Page 307 - Artificial Intelligence in the Age of Neural Networks and Brain Computing
P. 307

300    CHAPTER 15 Evolving Deep Neural Networks





















                         FIGURE 15.2
                         Top: Simplified visualization of the best network evolved by CoDeepNEAT for the CIFAR-
                         10 domain. Node 1 is the input layer, while Node 2 is the output layer. The network has
                         repetitive structure because its blueprint reuses same module in multiple places. Bottom:
                         A more detailed visualization of the same network.


                         CoDeepNEAT trains very fast. While the network of Snoek et al. takes over 30
                         epochs to reach 20% test error and over 200 epochs to converge, the best network
                         from evolution takes only 12 epochs to reach 20% test error and around 120 epochs
                         to converge.

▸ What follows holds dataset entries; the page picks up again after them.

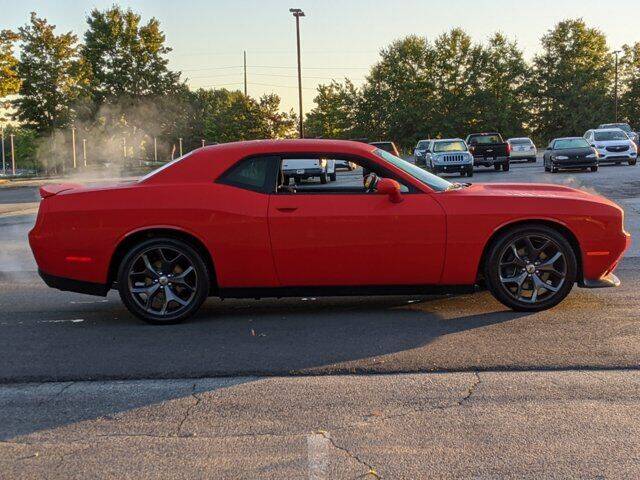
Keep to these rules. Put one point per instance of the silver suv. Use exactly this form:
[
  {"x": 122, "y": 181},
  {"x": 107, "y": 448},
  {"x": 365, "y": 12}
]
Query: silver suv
[{"x": 450, "y": 155}]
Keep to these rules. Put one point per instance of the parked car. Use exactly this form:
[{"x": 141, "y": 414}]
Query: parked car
[
  {"x": 449, "y": 156},
  {"x": 613, "y": 145},
  {"x": 570, "y": 152},
  {"x": 387, "y": 147},
  {"x": 489, "y": 149},
  {"x": 626, "y": 128},
  {"x": 322, "y": 168},
  {"x": 345, "y": 165},
  {"x": 423, "y": 147},
  {"x": 522, "y": 148},
  {"x": 218, "y": 221}
]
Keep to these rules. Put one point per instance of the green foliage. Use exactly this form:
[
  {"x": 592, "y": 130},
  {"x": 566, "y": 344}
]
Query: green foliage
[
  {"x": 25, "y": 142},
  {"x": 630, "y": 83},
  {"x": 571, "y": 84},
  {"x": 126, "y": 57},
  {"x": 9, "y": 79},
  {"x": 52, "y": 76},
  {"x": 230, "y": 116}
]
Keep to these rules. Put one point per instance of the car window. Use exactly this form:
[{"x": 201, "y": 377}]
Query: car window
[
  {"x": 450, "y": 146},
  {"x": 485, "y": 139},
  {"x": 327, "y": 175},
  {"x": 251, "y": 174},
  {"x": 568, "y": 143},
  {"x": 611, "y": 135}
]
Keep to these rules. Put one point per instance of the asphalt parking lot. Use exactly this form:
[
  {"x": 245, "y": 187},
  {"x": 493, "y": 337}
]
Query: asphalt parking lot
[{"x": 389, "y": 387}]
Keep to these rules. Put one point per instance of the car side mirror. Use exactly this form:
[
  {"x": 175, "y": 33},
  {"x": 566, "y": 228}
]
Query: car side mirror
[{"x": 387, "y": 186}]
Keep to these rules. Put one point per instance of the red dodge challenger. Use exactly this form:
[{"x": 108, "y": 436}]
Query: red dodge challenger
[{"x": 224, "y": 220}]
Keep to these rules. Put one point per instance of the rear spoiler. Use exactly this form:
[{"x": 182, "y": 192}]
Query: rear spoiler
[{"x": 53, "y": 189}]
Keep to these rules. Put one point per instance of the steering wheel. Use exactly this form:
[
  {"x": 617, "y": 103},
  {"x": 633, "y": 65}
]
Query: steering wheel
[{"x": 370, "y": 183}]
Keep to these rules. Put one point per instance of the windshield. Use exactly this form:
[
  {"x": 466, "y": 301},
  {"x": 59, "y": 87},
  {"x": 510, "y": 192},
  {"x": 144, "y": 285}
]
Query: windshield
[
  {"x": 453, "y": 146},
  {"x": 621, "y": 126},
  {"x": 610, "y": 135},
  {"x": 433, "y": 181},
  {"x": 569, "y": 143},
  {"x": 484, "y": 139}
]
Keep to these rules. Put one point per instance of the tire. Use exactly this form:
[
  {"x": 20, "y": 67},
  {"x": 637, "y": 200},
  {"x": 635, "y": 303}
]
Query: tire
[
  {"x": 565, "y": 268},
  {"x": 197, "y": 280}
]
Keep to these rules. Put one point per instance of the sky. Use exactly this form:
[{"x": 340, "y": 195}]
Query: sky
[{"x": 340, "y": 38}]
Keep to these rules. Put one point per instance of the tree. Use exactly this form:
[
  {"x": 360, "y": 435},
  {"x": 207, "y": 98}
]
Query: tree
[
  {"x": 126, "y": 58},
  {"x": 52, "y": 76},
  {"x": 334, "y": 113},
  {"x": 570, "y": 87},
  {"x": 630, "y": 83},
  {"x": 230, "y": 116},
  {"x": 9, "y": 79},
  {"x": 500, "y": 99}
]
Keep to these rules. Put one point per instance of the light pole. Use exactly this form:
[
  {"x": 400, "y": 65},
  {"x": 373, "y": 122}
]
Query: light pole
[
  {"x": 4, "y": 165},
  {"x": 299, "y": 13},
  {"x": 616, "y": 53}
]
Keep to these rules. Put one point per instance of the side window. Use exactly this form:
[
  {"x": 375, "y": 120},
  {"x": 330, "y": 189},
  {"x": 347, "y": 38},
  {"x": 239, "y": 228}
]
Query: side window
[
  {"x": 251, "y": 174},
  {"x": 326, "y": 175}
]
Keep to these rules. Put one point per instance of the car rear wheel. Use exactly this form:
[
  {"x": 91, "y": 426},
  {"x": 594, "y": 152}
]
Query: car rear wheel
[
  {"x": 163, "y": 280},
  {"x": 530, "y": 268}
]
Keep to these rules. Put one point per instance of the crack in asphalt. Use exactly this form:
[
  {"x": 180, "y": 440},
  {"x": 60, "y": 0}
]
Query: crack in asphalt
[
  {"x": 372, "y": 471},
  {"x": 187, "y": 412}
]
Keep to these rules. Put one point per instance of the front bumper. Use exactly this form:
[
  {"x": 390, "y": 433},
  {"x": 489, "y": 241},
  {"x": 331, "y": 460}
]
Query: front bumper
[
  {"x": 446, "y": 168},
  {"x": 71, "y": 285},
  {"x": 490, "y": 161},
  {"x": 607, "y": 281}
]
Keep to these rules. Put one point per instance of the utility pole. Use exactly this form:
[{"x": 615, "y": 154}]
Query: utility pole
[
  {"x": 73, "y": 143},
  {"x": 299, "y": 13},
  {"x": 616, "y": 53},
  {"x": 4, "y": 165},
  {"x": 245, "y": 74},
  {"x": 13, "y": 155}
]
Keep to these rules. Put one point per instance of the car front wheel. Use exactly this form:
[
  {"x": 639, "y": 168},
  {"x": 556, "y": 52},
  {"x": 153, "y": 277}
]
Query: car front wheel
[
  {"x": 530, "y": 268},
  {"x": 163, "y": 280}
]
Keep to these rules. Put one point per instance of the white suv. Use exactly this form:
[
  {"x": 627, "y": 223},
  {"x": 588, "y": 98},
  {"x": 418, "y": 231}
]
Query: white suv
[{"x": 613, "y": 145}]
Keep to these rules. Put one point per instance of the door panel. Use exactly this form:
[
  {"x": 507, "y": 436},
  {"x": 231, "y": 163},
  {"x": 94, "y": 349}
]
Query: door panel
[{"x": 356, "y": 239}]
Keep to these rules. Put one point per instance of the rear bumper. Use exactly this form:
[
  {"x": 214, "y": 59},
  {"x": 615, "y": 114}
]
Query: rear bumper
[{"x": 71, "y": 285}]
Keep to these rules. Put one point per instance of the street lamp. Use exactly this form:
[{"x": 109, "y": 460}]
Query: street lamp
[
  {"x": 299, "y": 13},
  {"x": 616, "y": 53}
]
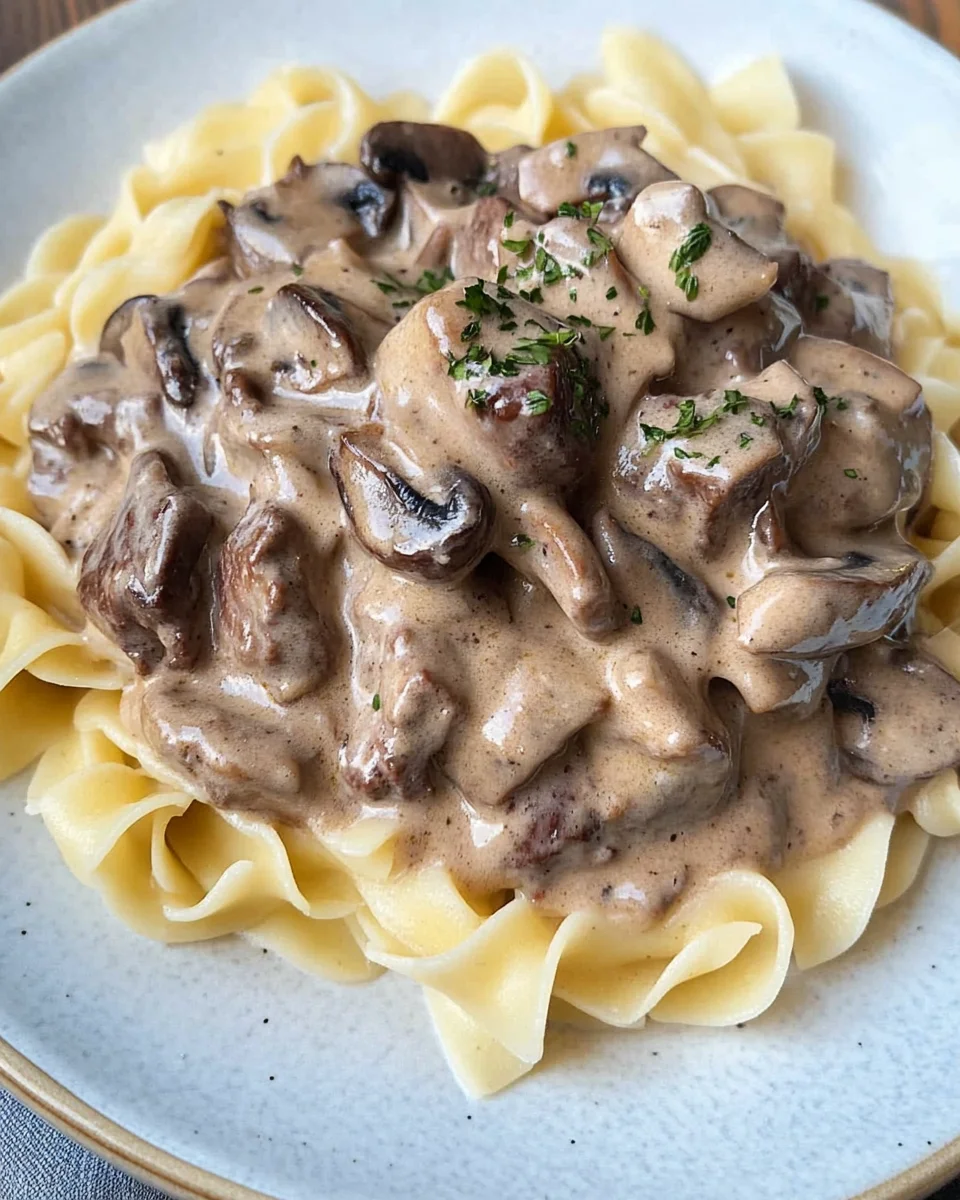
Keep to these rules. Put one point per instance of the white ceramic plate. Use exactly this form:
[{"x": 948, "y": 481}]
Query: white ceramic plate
[{"x": 235, "y": 1062}]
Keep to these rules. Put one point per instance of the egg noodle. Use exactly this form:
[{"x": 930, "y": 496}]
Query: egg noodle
[{"x": 175, "y": 869}]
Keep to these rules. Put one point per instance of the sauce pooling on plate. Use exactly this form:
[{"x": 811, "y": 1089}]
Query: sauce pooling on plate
[{"x": 538, "y": 499}]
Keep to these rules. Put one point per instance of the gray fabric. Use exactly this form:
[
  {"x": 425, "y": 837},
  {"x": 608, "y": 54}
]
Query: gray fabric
[{"x": 39, "y": 1163}]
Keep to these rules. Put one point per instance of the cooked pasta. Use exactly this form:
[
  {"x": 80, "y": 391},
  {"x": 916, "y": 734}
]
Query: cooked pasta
[{"x": 493, "y": 967}]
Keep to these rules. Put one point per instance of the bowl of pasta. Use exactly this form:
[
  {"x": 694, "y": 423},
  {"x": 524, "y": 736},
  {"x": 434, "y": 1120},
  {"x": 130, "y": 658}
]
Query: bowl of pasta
[{"x": 443, "y": 753}]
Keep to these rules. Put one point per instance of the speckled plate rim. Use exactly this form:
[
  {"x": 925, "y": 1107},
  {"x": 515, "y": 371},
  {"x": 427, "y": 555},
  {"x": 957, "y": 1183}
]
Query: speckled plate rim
[{"x": 181, "y": 1180}]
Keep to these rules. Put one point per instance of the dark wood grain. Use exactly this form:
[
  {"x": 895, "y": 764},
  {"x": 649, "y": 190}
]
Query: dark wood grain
[{"x": 28, "y": 24}]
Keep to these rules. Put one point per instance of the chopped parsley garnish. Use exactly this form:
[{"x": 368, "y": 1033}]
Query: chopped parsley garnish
[
  {"x": 694, "y": 246},
  {"x": 432, "y": 281},
  {"x": 645, "y": 322},
  {"x": 589, "y": 210},
  {"x": 786, "y": 411}
]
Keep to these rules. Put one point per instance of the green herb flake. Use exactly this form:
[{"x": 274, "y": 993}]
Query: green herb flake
[
  {"x": 645, "y": 323},
  {"x": 537, "y": 403},
  {"x": 694, "y": 246}
]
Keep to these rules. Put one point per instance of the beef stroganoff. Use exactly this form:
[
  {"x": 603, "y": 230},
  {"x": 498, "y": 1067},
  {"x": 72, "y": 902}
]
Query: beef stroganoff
[{"x": 516, "y": 550}]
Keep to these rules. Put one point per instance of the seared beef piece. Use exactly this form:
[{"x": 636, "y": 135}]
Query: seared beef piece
[
  {"x": 139, "y": 581},
  {"x": 265, "y": 618}
]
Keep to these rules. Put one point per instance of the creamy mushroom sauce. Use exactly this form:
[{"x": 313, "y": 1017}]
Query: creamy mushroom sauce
[{"x": 538, "y": 498}]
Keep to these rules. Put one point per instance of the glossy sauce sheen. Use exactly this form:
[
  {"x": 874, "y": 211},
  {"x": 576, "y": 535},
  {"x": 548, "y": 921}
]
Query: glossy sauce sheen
[{"x": 447, "y": 493}]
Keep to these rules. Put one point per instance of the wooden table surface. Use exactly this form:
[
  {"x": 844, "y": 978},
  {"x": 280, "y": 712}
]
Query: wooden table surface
[{"x": 27, "y": 24}]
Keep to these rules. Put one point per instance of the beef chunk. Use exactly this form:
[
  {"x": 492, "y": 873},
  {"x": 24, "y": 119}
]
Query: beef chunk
[
  {"x": 267, "y": 618},
  {"x": 139, "y": 581}
]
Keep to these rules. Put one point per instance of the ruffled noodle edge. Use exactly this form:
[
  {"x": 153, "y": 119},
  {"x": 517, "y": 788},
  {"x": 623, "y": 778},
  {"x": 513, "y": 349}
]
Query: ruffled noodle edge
[{"x": 493, "y": 970}]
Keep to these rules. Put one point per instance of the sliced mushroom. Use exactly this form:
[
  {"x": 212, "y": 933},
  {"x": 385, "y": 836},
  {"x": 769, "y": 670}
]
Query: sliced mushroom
[
  {"x": 724, "y": 353},
  {"x": 139, "y": 581},
  {"x": 396, "y": 741},
  {"x": 852, "y": 301},
  {"x": 165, "y": 327},
  {"x": 436, "y": 540},
  {"x": 816, "y": 609},
  {"x": 310, "y": 340},
  {"x": 421, "y": 151},
  {"x": 759, "y": 219},
  {"x": 697, "y": 468},
  {"x": 840, "y": 369},
  {"x": 552, "y": 549},
  {"x": 898, "y": 714},
  {"x": 267, "y": 618},
  {"x": 311, "y": 207},
  {"x": 714, "y": 271},
  {"x": 609, "y": 166},
  {"x": 118, "y": 323}
]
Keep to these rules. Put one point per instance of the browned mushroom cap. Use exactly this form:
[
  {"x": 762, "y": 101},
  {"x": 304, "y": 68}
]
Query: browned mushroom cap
[
  {"x": 696, "y": 265},
  {"x": 898, "y": 714},
  {"x": 601, "y": 165},
  {"x": 304, "y": 211},
  {"x": 759, "y": 219},
  {"x": 118, "y": 323},
  {"x": 840, "y": 369},
  {"x": 822, "y": 607},
  {"x": 267, "y": 618},
  {"x": 703, "y": 466},
  {"x": 139, "y": 581},
  {"x": 852, "y": 301},
  {"x": 423, "y": 153},
  {"x": 436, "y": 540},
  {"x": 310, "y": 339}
]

This network utilizes the same modules multiple times, resulting in a
                         deep and repetitive structure typical of many successful DNNs (Fig. 15.2).



                         4. EVOLUTION OF LSTM ARCHITECTURES

                         Recurrent neural networks, in particular, those utilizing LSTM nodes, are another
                         powerful approach to DNN. Much of the power comes from repetition of LSTM
                         modules and the connectivity between them. In this section, CoDeepNEAT is
                         extended with mutations that allow searching for such connectivity, and the
                         approach is evaluated in the standard benchmark task of language modeling.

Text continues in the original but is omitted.